The optional session search package recovers prior Feynman work from stored session transcripts. Feynman persists sessions to disk, and the package adds indexed search over past research, findings, and generated artifacts when it is installed on a supported runtime.

Installation

Session search is an optional package. Install it with:

feynman packages install session-search

It is available through Node.js 22.x while the upstream sqlite dependency remains native-bound. On newer Node majors, Feynman skips it instead of making first launch depend on a local C++ build toolchain.
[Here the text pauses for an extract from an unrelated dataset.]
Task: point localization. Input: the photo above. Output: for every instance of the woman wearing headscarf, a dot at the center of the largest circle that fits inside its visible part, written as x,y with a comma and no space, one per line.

Once installed and visible in the REPL, the /search slash command becomes available in future sessions. If /search is not visible, use the direct file search fallback below.

Usage

Inside the REPL, invoke session search directly:

/search transformer scaling laws

Natural-language recall depends on the optional package being installed and loaded in the current Pi session. When it is not visible, search the session files directly:

rg -n "protein folding" ~/.feynman/sessions

What it searches

The optional package indexes the full contents of your session history:

  • Full session transcripts including your prompts and Feynman’s responses
  • Tool outputs and agent results from workflows like deep research and literature review
  • Generated artifacts such as drafts, reports, and comparison matrices
  • Metadata like timestamps, topics, and workflow types

The search uses both keyword matching and semantic similarity to find relevant past work. Results include the session ID, timestamp, and relevant excerpts so you can identify which session contains the information you need.

When to use it

Session search is valuable when the optional package is installed and you want to pick up a previous research thread without rerunning an expensive workflow, find specific findings or citations from a past deep research session, reference prior analysis in a new research context, or check what you have already investigated on a topic before launching a new round.

How it works

The @kaiserlich-dev/pi-session-search package provides the underlying search and indexing. Sessions are stored in ~/.feynman/sessions/ by default (configurable with --session-dir). The index is built incrementally as new sessions complete.